Women living in comparatively more conservative parts of the country, such as Dir and parts of Mianwali district have routinely been denied the right to vote. Sad as it is, even the major mainstream parties, the PPP and the PML-N, have been colluding with local influentials to disenfranchise women. A few brave women, who came out in Dir in a previous election supported by activists of a non-governmental organisation, were forced to turn back.
Soon after taking over as Chief Election Commissioner Fakhruddin G. Ebrahim promised to right that wrong, saying the Election Commission would cancel results in any constituency where the number of women casting their votes is less than ten percent of the registered woman voters.
There is need also to create conditions that encourage greater woman participation. This aspect of the issue was ignored in the PB-18 by-election for a Balochistan Assembly seat held on Monday. It should serve as an instructive example for the Election Commission to make separate arrangements for the bigger upcoming event. The Free and Fair Election Network (Fafen), which monitored the polling exercise, points out in a report that ECP did not set up woman polling booths in about 75 of the polling stations monitored by observers.
The provincial Election Commission chief, Sultan Bayadid, himself is reported to have acknowledged that there were no ‘women only’ polling stations, but that all 67 polling stations had separate booths for men and women. No wonder, by Bayadid’s own admission the turnout of woman voters was negligible, which he ascribed to a social trend in the province. The reason behind that ‘social trend’ of course is the same as the one in other areas where men openly refuse to let women vote in the name of old traditions. An example of how those traditions are set is that of the Kalabagh area in Mianwali district. There, a tribal jirga had decided to ban women’s voting decades ago, but now that PTI activist Ayla Malik, daughter of Nawab Allah Yar Khan, is preparing to participate in elections; a jirga met recently to overturn the old ban.

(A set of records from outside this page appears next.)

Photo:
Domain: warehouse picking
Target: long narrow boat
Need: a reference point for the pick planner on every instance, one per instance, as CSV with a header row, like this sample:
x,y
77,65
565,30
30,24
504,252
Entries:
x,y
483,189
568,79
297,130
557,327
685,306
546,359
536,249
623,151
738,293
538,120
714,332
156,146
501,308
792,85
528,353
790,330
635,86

The Fafen report also notes incidents in which women were barred from voting in the said by-election, and attempts of proxy voting on behalf of women voters. That is a test case for the ECP’s resolve to ensure that no one robs the woman population of its right to vote. Towards that end, Fafen has made an important suggestion, saying that even if re-polling is not held in the entire constituency, fresh voting must be ordered in areas where women were barred from casting their votes. That would be the most effective single step to bring about a change for the better. Men will stop disenfranchising women only when they know they have to pay a price for it.